La Chine juste et clairvoyante…
Nuon Chea signale au président qu’il est fatigué, pourtant il poursuit. Il a une boucle à boucler. La ligne politique stratégique et sa mise en œuvre sont adoptées par le congrès du parti de 1960, assure Nuon Chea. «Il a fallu éduquer les gens pour qu’ils comprennent la ligne du parti. ça a pris beaucoup de temps avant que la ligne ne soit correctement appliquée. Pendant cette période, nous avons lutté contre Lon Nol et les impérialistes américains et nous avons gagné ce combat le 17 avril 1975.» Il ne manquait plus à l’accusé que de conclure en épinglant les Vietnamiens : «Nous avions décidé nous-mêmes du destin de notre pays. Le Vietnam s’est opposé à cette ligne, disant qu’elle n’était pas appropriée. Chou Enlai, de son côté, a dit que notre ligne politique et stratégique se fondait sur l’analyse de la situation réelle et que c’était une façon appropriée de faire.»
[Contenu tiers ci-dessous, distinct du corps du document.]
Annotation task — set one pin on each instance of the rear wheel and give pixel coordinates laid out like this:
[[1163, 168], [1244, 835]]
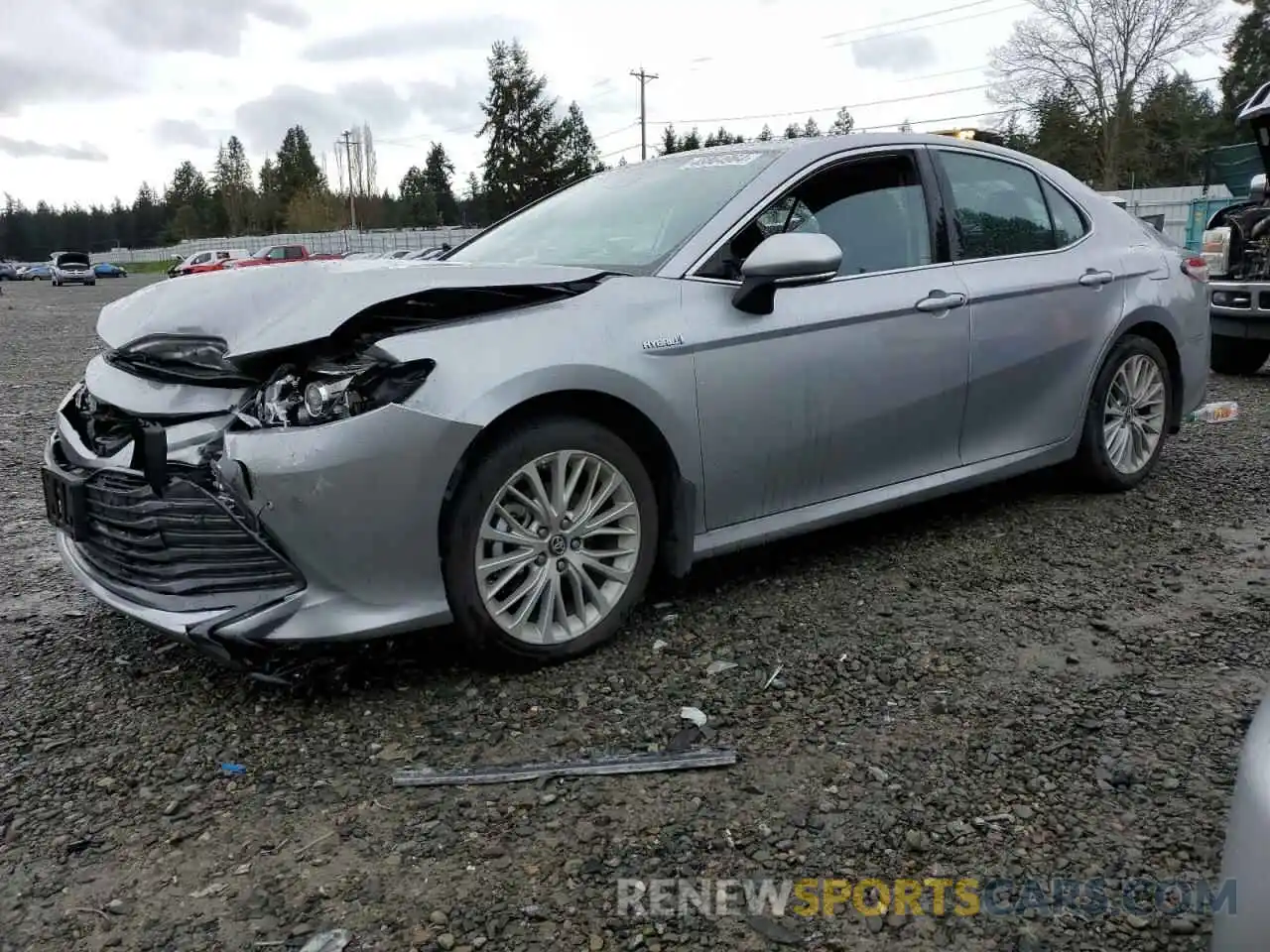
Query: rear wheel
[[1238, 357], [1127, 416], [552, 542]]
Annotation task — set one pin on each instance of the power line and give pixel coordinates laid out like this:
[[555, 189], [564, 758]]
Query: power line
[[847, 105], [905, 19], [644, 79], [347, 139], [929, 26], [613, 132], [890, 126]]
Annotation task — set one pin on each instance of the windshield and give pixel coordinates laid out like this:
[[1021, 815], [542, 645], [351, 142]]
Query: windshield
[[629, 220]]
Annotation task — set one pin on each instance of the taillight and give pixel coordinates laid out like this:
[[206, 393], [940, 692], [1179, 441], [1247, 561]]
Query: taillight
[[1196, 268]]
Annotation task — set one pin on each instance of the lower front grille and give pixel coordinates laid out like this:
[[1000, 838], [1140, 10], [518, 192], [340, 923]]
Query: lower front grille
[[185, 546]]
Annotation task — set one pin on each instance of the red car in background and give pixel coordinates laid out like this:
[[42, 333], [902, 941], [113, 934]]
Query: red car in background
[[278, 254]]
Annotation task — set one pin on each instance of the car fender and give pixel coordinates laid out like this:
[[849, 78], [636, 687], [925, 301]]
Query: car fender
[[1146, 313], [671, 416]]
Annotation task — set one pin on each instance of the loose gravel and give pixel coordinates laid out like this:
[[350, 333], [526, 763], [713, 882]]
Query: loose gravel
[[1080, 666]]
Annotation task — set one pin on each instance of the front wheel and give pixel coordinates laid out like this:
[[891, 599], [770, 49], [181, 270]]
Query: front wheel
[[1127, 416], [1237, 357], [552, 542]]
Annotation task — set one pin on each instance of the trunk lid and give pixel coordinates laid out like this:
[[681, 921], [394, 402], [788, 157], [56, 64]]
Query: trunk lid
[[72, 261], [254, 309], [1256, 114]]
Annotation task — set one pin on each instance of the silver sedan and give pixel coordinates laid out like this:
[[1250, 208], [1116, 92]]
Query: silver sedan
[[662, 363]]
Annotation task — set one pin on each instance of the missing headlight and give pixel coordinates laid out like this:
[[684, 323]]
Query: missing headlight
[[331, 390]]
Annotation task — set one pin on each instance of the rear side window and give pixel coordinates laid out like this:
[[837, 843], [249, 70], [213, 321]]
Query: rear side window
[[1069, 222], [998, 207]]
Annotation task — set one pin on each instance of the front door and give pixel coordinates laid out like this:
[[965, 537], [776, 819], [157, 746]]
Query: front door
[[1042, 298], [848, 385]]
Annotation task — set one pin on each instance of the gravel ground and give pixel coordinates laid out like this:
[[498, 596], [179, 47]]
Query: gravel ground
[[1082, 665]]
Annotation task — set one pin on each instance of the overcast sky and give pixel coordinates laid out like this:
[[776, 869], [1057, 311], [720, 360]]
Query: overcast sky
[[98, 95]]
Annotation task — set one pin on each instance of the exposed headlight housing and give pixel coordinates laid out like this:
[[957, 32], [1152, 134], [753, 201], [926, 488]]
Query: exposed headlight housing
[[333, 390]]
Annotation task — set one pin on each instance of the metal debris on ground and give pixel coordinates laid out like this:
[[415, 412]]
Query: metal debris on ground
[[616, 765], [333, 941], [774, 932], [694, 714], [1219, 412]]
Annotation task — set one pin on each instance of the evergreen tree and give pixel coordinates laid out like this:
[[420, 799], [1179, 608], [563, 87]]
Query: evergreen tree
[[437, 179], [231, 181], [522, 155], [1248, 55], [475, 211], [579, 157], [296, 171], [1064, 135], [670, 144]]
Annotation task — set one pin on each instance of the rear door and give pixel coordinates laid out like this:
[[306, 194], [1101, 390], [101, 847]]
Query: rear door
[[1042, 296]]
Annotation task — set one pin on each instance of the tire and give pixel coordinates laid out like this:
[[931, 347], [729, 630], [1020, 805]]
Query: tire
[[1093, 461], [485, 638], [1238, 357]]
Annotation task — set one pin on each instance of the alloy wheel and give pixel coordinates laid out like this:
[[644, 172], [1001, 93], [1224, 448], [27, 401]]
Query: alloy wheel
[[1133, 414], [558, 547]]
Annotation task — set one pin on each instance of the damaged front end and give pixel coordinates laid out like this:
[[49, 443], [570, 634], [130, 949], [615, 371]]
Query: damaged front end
[[236, 500]]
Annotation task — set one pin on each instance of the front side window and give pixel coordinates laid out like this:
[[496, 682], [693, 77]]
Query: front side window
[[873, 207], [1069, 222], [627, 220], [998, 207]]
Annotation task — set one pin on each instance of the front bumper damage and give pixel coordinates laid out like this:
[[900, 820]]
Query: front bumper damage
[[236, 540]]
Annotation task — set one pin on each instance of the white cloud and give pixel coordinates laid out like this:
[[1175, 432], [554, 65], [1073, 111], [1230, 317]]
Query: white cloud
[[102, 94]]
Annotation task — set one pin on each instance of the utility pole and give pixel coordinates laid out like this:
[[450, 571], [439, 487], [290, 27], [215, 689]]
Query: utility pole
[[644, 79], [348, 143]]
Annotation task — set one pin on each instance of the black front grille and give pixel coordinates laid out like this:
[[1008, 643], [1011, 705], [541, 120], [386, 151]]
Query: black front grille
[[104, 428], [187, 544]]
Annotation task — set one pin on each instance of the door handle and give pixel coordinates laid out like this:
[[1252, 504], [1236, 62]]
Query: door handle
[[1096, 280], [940, 301]]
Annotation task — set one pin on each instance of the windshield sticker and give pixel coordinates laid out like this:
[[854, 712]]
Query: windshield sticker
[[714, 162]]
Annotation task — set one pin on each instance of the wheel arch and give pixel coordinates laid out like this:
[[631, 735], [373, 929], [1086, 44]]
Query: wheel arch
[[1159, 326], [676, 490]]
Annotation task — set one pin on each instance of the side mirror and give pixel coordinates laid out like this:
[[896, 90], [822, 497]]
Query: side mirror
[[788, 259]]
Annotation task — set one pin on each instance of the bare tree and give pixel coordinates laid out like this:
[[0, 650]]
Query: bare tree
[[1103, 55]]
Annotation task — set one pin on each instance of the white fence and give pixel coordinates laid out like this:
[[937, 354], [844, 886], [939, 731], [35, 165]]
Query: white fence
[[317, 241]]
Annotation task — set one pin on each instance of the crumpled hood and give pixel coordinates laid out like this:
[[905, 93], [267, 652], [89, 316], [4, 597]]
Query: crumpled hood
[[266, 308]]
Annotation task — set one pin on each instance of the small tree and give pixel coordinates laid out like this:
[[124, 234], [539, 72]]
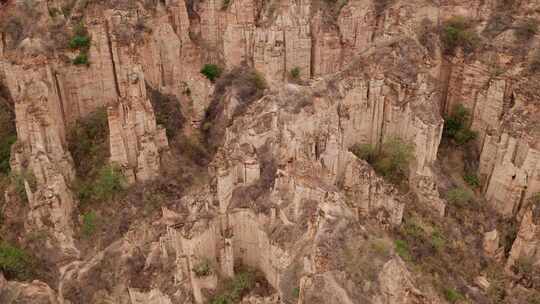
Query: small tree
[[458, 32], [366, 152], [15, 263], [211, 71], [202, 269], [452, 295], [456, 126], [394, 159]]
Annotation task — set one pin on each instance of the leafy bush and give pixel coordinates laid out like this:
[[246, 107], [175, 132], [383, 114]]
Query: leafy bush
[[236, 288], [526, 29], [437, 240], [202, 269], [381, 6], [456, 126], [81, 59], [295, 73], [80, 41], [472, 180], [15, 263], [459, 196], [402, 249], [89, 223], [392, 161], [366, 152], [452, 295], [458, 32], [211, 71], [524, 266]]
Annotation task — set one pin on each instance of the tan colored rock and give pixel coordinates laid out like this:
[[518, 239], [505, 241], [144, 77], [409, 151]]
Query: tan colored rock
[[135, 139], [491, 243], [527, 243]]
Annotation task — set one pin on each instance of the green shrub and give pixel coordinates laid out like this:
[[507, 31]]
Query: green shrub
[[392, 161], [236, 288], [456, 126], [81, 59], [459, 196], [402, 249], [15, 263], [211, 71], [472, 180], [458, 32], [452, 295], [526, 30], [524, 266], [89, 223], [202, 269], [295, 73], [437, 240], [366, 152]]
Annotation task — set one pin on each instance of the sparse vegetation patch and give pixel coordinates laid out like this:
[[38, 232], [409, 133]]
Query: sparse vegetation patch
[[458, 32], [15, 263], [211, 71], [391, 161], [456, 126]]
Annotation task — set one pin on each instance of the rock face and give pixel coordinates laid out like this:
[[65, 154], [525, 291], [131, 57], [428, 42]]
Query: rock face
[[136, 141], [265, 177]]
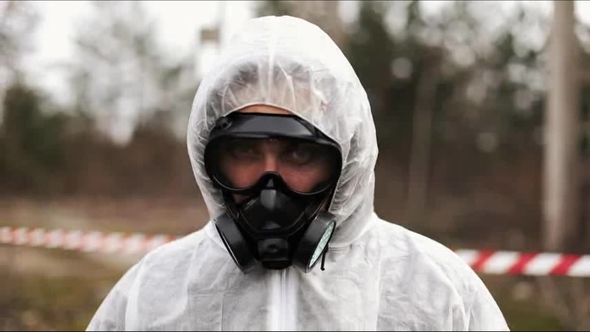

Un petit tour et puis s’en va
Nuon Chea a décidément longuement parlé. Après une pause de trente minutes, il revient au prétoire en demandant l’autorisation d’aller se reposer. Il fait sentir sa fatigue par un bruyant raclement de gorge dans le micro. Les juges lui permettent de quitter la salle d’audience. Dans la foulée Nuon Chea demande à être excusé pour l’après-midi. Après tout, son avocat avait déjà prévenu en début d’audience : son client ne souhaitait pas être présent lors de l’audition des parties civiles appelées à la barre à sa suite.

Personne ne sait quand Nuon Chea sera interrogé par les procureurs ou les avocats des parties civiles. Plusieurs jours risquent de s’écouler avant que la contradiction soit enfin apportée à l’accusé et que ses théories khmères rouges soient soumises à l’épreuve des faits.